Simeon Van der Molen enjoying a Moving Mountains beef burger. Source: supplied.

Healthy competition

That’s not to say Van der Molen doesn’t welcome competition. In fact, if he’s going to have competitors, he would prefer top-quality ones.

If you add up all the sales of plant-based proteins all over the world, “we’re not even scratching the surface”, he says.

“We’ve got a long way to go. There need to be a lot more companies like Moving Mountains launching everywhere in the world.”

If companies launch sub-standard products, that taints the whole industry, he says. Then you run the risk of people who may have made the switch to plant-based food turning their back on it altogether.

“It’s incredibly damaging for the market,” he explains.

But the more high-quality products there are out there, the higher the bar is raised for everyone.

“Obviously, I would like Moving Mountains to be the best and the most successful. But it’s not about that anymore for me. I’ve already been successful. My vision is to give back to the planet.”

Meat economy

This is a business venture for Van der Molen, but it’s also a passion project.
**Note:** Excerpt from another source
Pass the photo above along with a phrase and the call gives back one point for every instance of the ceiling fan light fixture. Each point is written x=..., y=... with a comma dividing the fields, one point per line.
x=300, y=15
He’s out to change the way we eat on a global scale.

For him, birthing, raising and fattening up a cow, considering the attention, and amount of food and water each animal needs, is “the most unsustainable, archaic method of making food that has ever been known”, he says.

“It is ridiculous that we are feeding that cow so much food in order to fatten it up over a two-year-and-nine-month life cycle that we only get 1,000kg of beef,” he explains.

“There is more than enough food on the planet, we just give it to animals.”

And, through better communication tools, social media and better access to information than ever, as well as viable alternatives on the market, the tide is changing. Especially among the younger generations.

“The more they see that this archaic agricultural food system is defunct and it’s just not working anymore, the more people are going to switch to alternatives,” Van der Molen says.

“It’s the millennials who are driving this.”